## Combine Cleaned Data

Finally, we combine all cleaned years into a single dataset for modeling.

In [1]:
import pandas as pd
import glob
import os

In [2]:
path = "data/processed/atp_*.csv" # Path where all cleaned csv files are stored
all_files = glob.glob(path)

In [3]:
# Print how many files were found
print(f"Found {len(all_files)} cleaned CSV files.")

Found 9 cleaned CSV files.


In [4]:
df_list = [] # List to store each csv's dataframe

# Loop through each csv, read in as a dataframe, store in list
for filename in all_files:
    df = pd.read_csv(filename)
    df_list.append(df)

all_data = pd.concat(df_list, ignore_index = True) # Combine all dataframes into one

In [5]:
# Print total rows after combining
print(f"Combined dataset contains {all_data.shape[0]} rows and {all_data.shape[1]} columns.")
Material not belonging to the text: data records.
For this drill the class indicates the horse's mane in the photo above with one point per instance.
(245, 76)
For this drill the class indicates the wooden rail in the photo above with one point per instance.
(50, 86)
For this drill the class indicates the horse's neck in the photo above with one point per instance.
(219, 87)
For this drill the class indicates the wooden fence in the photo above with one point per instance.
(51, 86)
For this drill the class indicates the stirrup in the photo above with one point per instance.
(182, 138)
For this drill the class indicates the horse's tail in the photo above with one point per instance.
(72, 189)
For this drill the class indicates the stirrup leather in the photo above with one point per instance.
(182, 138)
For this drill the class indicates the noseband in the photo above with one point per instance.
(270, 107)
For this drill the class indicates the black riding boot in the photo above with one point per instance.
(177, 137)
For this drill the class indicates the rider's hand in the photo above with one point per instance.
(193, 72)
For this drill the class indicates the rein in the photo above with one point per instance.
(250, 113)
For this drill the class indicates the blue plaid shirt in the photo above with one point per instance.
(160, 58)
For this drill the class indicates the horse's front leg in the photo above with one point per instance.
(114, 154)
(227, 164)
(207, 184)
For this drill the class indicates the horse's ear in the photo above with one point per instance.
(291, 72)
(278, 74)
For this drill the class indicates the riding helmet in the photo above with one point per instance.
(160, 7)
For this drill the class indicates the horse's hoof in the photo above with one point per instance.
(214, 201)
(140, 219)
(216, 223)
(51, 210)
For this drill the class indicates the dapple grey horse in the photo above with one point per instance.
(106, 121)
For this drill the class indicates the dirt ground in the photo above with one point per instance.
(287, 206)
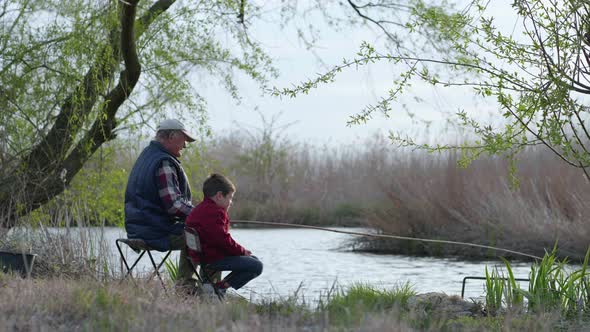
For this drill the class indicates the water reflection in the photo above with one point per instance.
(312, 262)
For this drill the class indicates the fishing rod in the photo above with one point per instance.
(386, 236)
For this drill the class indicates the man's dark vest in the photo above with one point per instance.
(145, 216)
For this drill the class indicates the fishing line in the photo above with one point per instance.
(386, 236)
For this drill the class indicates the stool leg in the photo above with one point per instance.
(157, 268)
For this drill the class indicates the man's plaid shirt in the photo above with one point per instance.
(168, 189)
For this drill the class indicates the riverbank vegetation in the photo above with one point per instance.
(65, 304)
(369, 184)
(78, 287)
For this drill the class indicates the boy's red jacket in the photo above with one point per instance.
(212, 223)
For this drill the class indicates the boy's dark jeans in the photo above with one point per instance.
(243, 269)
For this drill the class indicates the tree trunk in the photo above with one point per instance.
(50, 166)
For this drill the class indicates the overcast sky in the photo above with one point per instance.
(321, 116)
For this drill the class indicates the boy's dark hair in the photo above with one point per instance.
(217, 182)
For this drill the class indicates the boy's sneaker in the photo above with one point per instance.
(207, 289)
(220, 289)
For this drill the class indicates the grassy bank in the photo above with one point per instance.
(87, 305)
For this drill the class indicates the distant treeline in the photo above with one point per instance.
(396, 191)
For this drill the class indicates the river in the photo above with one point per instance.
(311, 262)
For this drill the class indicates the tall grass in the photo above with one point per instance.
(553, 286)
(370, 183)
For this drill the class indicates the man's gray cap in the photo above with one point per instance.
(173, 124)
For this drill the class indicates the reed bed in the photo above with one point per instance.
(64, 304)
(371, 184)
(554, 286)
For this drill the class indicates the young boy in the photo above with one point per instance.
(220, 251)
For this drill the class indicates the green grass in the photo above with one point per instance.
(554, 286)
(352, 305)
(90, 305)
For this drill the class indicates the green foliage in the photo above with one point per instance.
(62, 96)
(536, 73)
(494, 291)
(172, 269)
(553, 286)
(351, 306)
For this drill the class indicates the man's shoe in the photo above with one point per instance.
(186, 287)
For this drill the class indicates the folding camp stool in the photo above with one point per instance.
(193, 244)
(140, 247)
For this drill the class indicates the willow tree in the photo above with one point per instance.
(536, 69)
(73, 74)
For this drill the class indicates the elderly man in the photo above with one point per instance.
(158, 197)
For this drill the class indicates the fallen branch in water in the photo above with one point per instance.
(388, 236)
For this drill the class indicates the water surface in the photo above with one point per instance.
(311, 262)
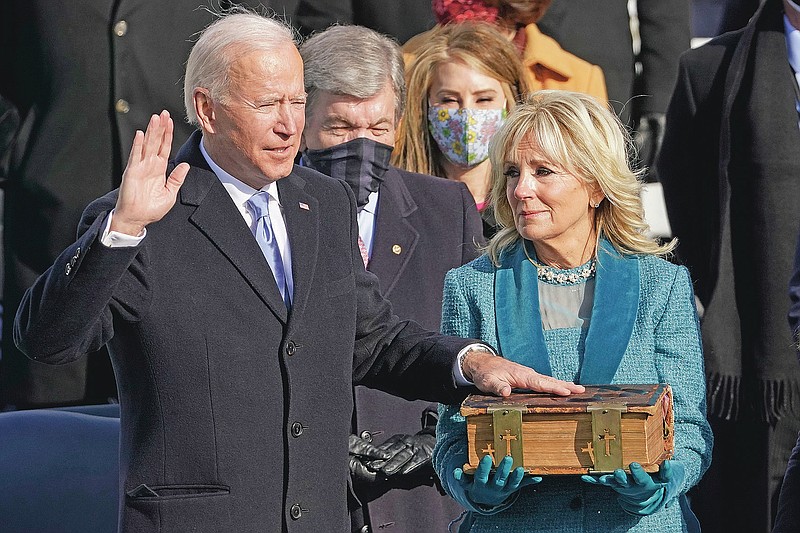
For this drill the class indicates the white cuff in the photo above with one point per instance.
(458, 374)
(115, 239)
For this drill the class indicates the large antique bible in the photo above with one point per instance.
(605, 428)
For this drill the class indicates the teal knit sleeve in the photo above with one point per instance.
(451, 431)
(679, 362)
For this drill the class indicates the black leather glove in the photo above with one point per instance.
(363, 451)
(648, 137)
(408, 454)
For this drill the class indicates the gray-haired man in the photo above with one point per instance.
(413, 228)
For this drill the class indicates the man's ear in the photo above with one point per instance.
(204, 108)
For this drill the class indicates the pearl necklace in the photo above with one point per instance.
(557, 276)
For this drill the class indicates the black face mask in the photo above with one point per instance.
(361, 163)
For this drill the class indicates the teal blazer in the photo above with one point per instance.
(643, 329)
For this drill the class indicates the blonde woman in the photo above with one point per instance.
(573, 288)
(462, 81)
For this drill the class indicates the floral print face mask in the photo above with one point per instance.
(463, 135)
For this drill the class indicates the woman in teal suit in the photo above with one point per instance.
(574, 288)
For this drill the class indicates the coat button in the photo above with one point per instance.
(291, 348)
(120, 28)
(296, 512)
(576, 503)
(122, 106)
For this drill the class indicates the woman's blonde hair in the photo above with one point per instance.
(478, 45)
(586, 138)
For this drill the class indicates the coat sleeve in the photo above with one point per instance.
(473, 227)
(688, 172)
(68, 310)
(451, 432)
(679, 362)
(664, 31)
(794, 298)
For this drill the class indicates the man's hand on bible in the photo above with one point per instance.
(496, 375)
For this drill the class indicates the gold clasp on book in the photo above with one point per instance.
(605, 447)
(507, 429)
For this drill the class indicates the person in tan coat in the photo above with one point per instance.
(547, 64)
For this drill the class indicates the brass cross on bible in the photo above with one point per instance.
(607, 437)
(508, 437)
(490, 451)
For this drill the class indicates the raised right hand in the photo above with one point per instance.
(146, 193)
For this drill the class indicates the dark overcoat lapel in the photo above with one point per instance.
(393, 229)
(302, 225)
(228, 233)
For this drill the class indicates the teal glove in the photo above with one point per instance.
(640, 493)
(483, 491)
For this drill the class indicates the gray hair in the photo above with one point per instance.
(353, 61)
(220, 44)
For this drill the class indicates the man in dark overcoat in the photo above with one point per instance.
(730, 167)
(414, 228)
(231, 292)
(81, 77)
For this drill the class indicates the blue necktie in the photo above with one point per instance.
(259, 207)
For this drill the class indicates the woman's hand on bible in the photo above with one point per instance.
(640, 493)
(486, 489)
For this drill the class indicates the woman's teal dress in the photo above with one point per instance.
(642, 327)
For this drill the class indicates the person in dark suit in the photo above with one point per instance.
(414, 229)
(787, 517)
(81, 77)
(600, 32)
(729, 166)
(401, 20)
(230, 290)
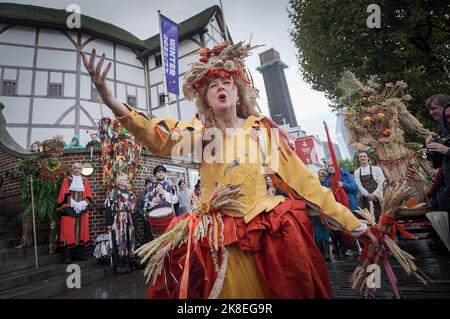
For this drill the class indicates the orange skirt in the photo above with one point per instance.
(67, 230)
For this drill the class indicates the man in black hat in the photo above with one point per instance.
(161, 194)
(140, 209)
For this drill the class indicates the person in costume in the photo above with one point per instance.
(370, 180)
(73, 203)
(94, 142)
(36, 147)
(185, 197)
(141, 209)
(75, 143)
(321, 233)
(162, 194)
(120, 205)
(341, 242)
(239, 242)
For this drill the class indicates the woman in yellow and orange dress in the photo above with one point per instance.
(267, 247)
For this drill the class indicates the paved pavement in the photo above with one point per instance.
(431, 258)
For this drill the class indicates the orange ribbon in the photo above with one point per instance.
(192, 223)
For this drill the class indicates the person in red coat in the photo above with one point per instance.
(73, 203)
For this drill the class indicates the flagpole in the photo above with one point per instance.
(166, 105)
(332, 154)
(34, 222)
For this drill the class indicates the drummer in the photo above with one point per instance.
(161, 194)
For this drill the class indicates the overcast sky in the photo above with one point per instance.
(266, 21)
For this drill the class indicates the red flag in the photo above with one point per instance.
(339, 193)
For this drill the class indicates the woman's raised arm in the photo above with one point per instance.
(98, 77)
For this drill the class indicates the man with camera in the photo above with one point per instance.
(438, 151)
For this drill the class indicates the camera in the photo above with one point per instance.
(434, 157)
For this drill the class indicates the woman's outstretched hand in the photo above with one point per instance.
(98, 77)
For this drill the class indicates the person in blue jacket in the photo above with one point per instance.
(347, 182)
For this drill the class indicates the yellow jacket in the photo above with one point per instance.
(169, 137)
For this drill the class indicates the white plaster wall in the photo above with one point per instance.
(84, 120)
(40, 86)
(173, 112)
(69, 118)
(85, 87)
(41, 134)
(47, 111)
(16, 109)
(24, 86)
(10, 74)
(19, 35)
(54, 39)
(126, 55)
(121, 95)
(130, 74)
(16, 56)
(131, 90)
(101, 46)
(154, 97)
(69, 84)
(19, 134)
(187, 46)
(141, 98)
(60, 60)
(94, 110)
(160, 113)
(156, 75)
(56, 77)
(97, 58)
(187, 110)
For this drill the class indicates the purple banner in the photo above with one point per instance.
(169, 33)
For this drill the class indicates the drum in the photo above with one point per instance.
(159, 219)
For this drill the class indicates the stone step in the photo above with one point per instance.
(11, 225)
(13, 254)
(9, 218)
(28, 276)
(9, 243)
(56, 285)
(8, 206)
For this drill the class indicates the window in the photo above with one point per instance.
(131, 100)
(158, 60)
(94, 95)
(54, 89)
(9, 87)
(162, 99)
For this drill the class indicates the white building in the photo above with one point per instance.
(46, 89)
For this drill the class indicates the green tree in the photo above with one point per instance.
(413, 45)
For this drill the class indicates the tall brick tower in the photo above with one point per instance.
(280, 104)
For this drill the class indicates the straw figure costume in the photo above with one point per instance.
(376, 120)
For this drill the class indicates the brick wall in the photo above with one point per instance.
(10, 189)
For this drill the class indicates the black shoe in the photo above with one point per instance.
(121, 270)
(82, 254)
(67, 256)
(79, 253)
(326, 252)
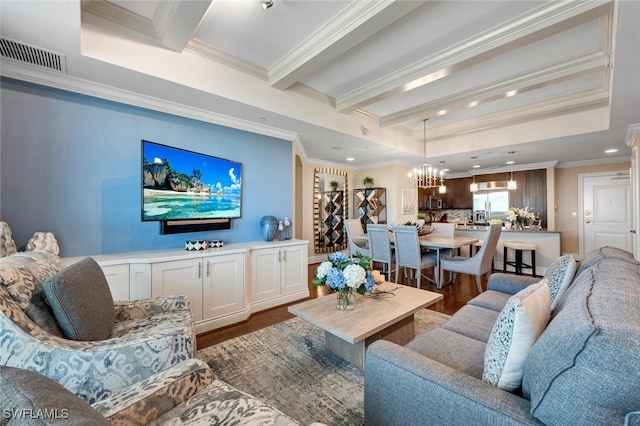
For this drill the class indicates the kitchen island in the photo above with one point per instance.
(547, 245)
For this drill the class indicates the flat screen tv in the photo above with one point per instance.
(183, 185)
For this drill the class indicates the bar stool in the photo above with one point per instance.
(477, 245)
(519, 247)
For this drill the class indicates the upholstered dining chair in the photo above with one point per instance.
(408, 253)
(358, 240)
(380, 246)
(443, 230)
(480, 263)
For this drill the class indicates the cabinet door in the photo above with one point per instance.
(294, 270)
(179, 277)
(223, 285)
(118, 279)
(265, 274)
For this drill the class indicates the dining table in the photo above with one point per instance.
(438, 243)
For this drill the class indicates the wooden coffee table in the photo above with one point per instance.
(349, 333)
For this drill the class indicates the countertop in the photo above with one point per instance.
(482, 228)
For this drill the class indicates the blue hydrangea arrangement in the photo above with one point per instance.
(341, 272)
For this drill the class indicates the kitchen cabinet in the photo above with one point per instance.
(216, 281)
(182, 277)
(118, 279)
(213, 284)
(278, 271)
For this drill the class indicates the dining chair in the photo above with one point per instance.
(358, 241)
(409, 255)
(443, 230)
(478, 264)
(380, 246)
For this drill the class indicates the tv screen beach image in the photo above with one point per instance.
(184, 185)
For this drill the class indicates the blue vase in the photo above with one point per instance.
(269, 225)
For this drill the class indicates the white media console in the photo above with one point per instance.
(225, 284)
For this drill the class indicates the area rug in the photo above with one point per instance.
(287, 367)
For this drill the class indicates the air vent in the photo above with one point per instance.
(28, 54)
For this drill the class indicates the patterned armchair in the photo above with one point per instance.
(148, 337)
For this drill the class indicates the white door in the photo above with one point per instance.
(606, 214)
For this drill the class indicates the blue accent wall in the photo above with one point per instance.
(70, 164)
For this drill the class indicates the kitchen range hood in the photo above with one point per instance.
(490, 186)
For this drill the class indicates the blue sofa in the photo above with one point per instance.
(584, 369)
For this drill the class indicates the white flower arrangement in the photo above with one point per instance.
(341, 272)
(521, 216)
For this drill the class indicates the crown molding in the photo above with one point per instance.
(98, 90)
(633, 134)
(549, 18)
(596, 162)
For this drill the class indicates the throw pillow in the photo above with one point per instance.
(30, 398)
(43, 241)
(560, 276)
(520, 323)
(23, 276)
(7, 245)
(81, 301)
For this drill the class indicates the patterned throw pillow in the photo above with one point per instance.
(22, 274)
(560, 276)
(520, 323)
(33, 399)
(7, 245)
(43, 241)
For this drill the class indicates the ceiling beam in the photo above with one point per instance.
(594, 98)
(176, 21)
(354, 24)
(594, 62)
(549, 19)
(173, 23)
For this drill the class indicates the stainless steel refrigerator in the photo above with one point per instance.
(490, 204)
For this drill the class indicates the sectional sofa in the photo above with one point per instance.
(561, 351)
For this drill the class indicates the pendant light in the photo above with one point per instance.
(511, 184)
(442, 189)
(424, 176)
(474, 186)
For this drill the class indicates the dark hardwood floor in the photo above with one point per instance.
(455, 296)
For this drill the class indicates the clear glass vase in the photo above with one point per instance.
(346, 299)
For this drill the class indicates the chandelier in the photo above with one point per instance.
(511, 184)
(424, 176)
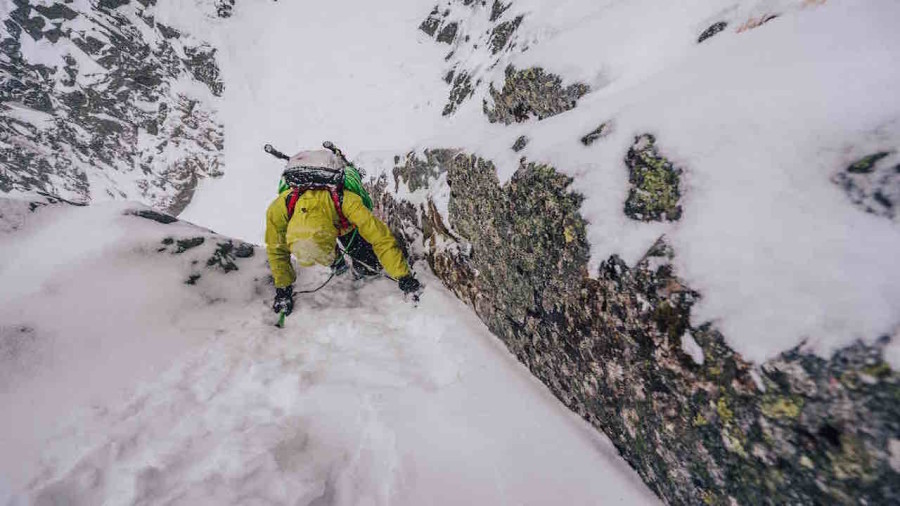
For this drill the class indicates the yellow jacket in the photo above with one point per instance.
(313, 230)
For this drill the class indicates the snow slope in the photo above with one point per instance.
(760, 118)
(122, 384)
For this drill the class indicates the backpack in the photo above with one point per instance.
(322, 170)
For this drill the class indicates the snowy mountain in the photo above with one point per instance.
(680, 217)
(147, 352)
(101, 100)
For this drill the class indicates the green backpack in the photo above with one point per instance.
(322, 178)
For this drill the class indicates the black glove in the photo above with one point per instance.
(410, 285)
(284, 300)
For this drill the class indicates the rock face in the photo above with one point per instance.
(700, 427)
(531, 93)
(873, 184)
(95, 102)
(478, 32)
(655, 183)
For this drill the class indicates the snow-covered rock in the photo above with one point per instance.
(139, 363)
(99, 100)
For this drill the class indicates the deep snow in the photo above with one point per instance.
(760, 119)
(131, 386)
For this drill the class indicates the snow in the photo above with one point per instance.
(155, 391)
(759, 117)
(132, 386)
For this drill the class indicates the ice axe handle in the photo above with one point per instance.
(274, 152)
(336, 150)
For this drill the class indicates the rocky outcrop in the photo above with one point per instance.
(475, 32)
(655, 183)
(699, 423)
(93, 105)
(531, 93)
(873, 184)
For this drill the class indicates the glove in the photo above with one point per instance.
(284, 300)
(410, 286)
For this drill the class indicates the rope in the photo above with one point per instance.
(377, 272)
(320, 286)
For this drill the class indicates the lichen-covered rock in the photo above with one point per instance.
(531, 93)
(655, 183)
(797, 430)
(416, 173)
(873, 184)
(520, 143)
(118, 129)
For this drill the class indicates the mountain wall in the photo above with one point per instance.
(617, 345)
(100, 100)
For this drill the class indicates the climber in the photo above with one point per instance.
(322, 212)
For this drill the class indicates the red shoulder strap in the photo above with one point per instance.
(339, 208)
(292, 202)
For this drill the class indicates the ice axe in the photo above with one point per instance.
(274, 152)
(336, 150)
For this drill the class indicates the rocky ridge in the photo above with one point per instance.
(481, 37)
(698, 422)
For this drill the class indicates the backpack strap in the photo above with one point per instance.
(292, 201)
(336, 197)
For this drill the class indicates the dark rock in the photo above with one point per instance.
(502, 33)
(520, 143)
(431, 23)
(599, 132)
(497, 9)
(226, 253)
(872, 186)
(655, 183)
(531, 93)
(461, 90)
(224, 8)
(448, 33)
(113, 4)
(202, 64)
(94, 129)
(158, 217)
(167, 32)
(56, 11)
(712, 30)
(866, 165)
(186, 244)
(244, 250)
(610, 349)
(416, 173)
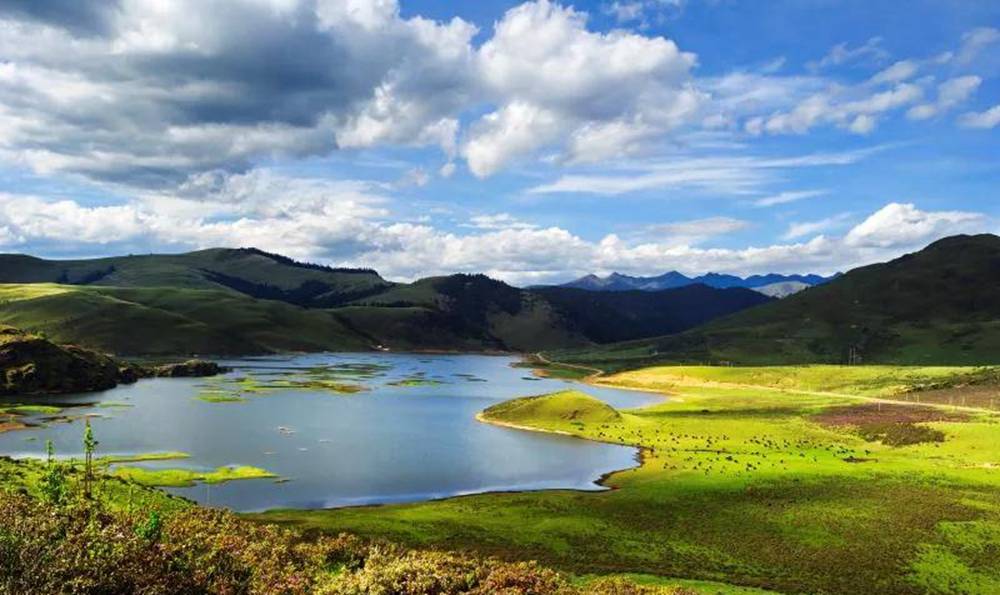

Combined dataset contains 22790 rows and 57 columns.


In [6]:
# Drop helper column
all_data = all_data.drop('Unnamed: 0', axis=1)

# Remove NextGen Finals matches (exhibition style tournament)
all_data = all_data[all_data["tourney_name"] != "NextGen Finals"]

# Fix inconsistenty in naming of US Open tournament
df['tourney_name'] = df['tourney_name'].replace({
    'Us Open': 'US Open',
    'U.S. Open': 'US Open'
})

In [7]:
# Save combined data
all_data.to_csv("data/processed/tennis_clean_2016_2024.csv", index=False)
print("Saved combined dataset: tennis_clean_2016_2024.csv")

Saved combined dataset: tennis_clean_2016_2024.csv